COMMENTAIRES. Cette revue de la littérature médicale, à l'initiative d'une équipe universitaire italienne, fait un point sur le développement des pratiques de télémédecine dans un cadre juridique et éthique. Sur les 22 articles éligibles à leur recherche (10% de la recherche initiale), aucun n'est d'origine française, alors que les sujets traités ont été au coeur même du développement de la télémédecine en France pendant la période d'étude considérée (2010-2019). Le fait que les banques de données américaines excluent les articles non anglophones est un biais méthodologique indiscutable qui limite l'exhaustivité d'une telle revue.

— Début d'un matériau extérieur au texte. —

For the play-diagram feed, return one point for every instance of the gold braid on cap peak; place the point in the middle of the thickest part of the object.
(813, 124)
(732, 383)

Quoiqu'il en soit, il est intéressant de faire plusieurs constats. Le premier est que les auteurs de cette revue constatent que peu de pays à travers le monde ont constitué un cadre légal et réglementaire des pratiques de télémédecine. Le deuxième est que les quelques articles européens (essentiellement italiens) considèrent que les directives européennes dans le domaine de l'e-santé et de la télémédecine ont un impact positif sur le développement de ces nouvelles pratiques, en obligeant les fournisseurs de services de télémédecine à respecter le RGPD (http://www.telemedaction.org/442230230). Enfin, l'éthique des pratiques de télémédecine intègre dans plusieurs pays le respect des droits de la personne (information et consentement) et la sécurité des échanges de données personnelles. Le souhait des auteurs qu'il y ait à l'avenir une universalisation des cadres législatifs, réglementaires et éthiques mérite d'être souligné. C'est un voeu pour le long terme.